This gorgeous-looking orange version is zingy, zesty and light.
The addition of yoghurt helps keep it moist and when you turn it out of the tin and see your artfully-arranged orange slices, you’ll love the results.
It keeps, covered, in the fridge for a couple of days – although it’s unlikely to last that long!
Recipe courtesy of Rangemaster.
You’ll need:
450g caster sugar
12 seedless clementines, satsumas or tangerines
200g butter, plus a little extra for greasing
grated zest of 1 lemon
3 medium-sized eggs, separated
300g ground almonds
100g semolina or polenta
150ml pot of natural yoghurt
Method:
Heat oven to 180C/160C fan/gas mark 4/350F. Grease and line the base of a 25cm/10” loose-bottomed cake tin.

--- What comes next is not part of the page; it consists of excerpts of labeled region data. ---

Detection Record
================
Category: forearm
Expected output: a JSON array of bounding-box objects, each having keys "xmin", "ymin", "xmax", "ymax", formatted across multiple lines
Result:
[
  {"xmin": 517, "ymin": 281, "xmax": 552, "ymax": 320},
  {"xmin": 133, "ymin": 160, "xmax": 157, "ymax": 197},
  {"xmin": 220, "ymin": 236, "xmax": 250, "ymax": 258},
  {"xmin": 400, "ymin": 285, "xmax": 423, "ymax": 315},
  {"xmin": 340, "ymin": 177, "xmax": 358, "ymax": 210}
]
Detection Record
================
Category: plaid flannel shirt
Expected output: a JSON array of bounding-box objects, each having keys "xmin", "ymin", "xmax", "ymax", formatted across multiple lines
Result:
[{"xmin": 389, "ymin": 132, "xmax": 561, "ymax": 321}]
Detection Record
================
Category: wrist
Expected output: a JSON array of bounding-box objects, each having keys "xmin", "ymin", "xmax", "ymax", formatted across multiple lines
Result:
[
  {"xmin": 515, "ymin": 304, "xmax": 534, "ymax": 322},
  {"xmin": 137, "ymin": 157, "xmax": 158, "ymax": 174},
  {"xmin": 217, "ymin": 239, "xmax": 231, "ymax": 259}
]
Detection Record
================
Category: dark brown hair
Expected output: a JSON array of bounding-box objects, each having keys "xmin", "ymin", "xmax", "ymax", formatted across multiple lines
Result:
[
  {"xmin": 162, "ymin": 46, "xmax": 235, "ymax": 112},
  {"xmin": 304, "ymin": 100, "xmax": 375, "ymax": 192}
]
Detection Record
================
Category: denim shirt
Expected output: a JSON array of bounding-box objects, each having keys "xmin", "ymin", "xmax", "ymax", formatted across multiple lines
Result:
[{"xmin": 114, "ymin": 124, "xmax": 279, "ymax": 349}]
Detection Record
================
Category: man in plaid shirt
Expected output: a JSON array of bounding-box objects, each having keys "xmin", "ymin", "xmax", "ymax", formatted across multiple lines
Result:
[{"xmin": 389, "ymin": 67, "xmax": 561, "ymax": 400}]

Melt 250g of sugar in a small pan with 330ml of boiling water. Bring to the boil and reduce heat to simmer.
Thinly slice 5 of the oranges (unpeeled) horizontally. Add to the sugar mixture. Cover and simmer until the skin is tender – about 20 minutes.
Remove the fruit slices from the pan when tender and arrange over the base of the cake tin.
Grate the zest from the remaining oranges and put to side.
Squeeze juice from 4 oranges and stir into the syrup. Boil, then simmer for 10 minutes, until thickened. Cool.
Mix the remaining sugar with the butter, lemon and orange zest. Beat in the egg yolks, one at a time.
Peel the remaining oranges. Whiz in a food processor until pulpy.
Add the fruit pulp to the cake mixture, along with the almonds, semolina and yoghurt. Whisk egg whites until just stiff and fold into mixture.
Spoon mixture into cake tin and bake for one hour, or until skewer comes out clean.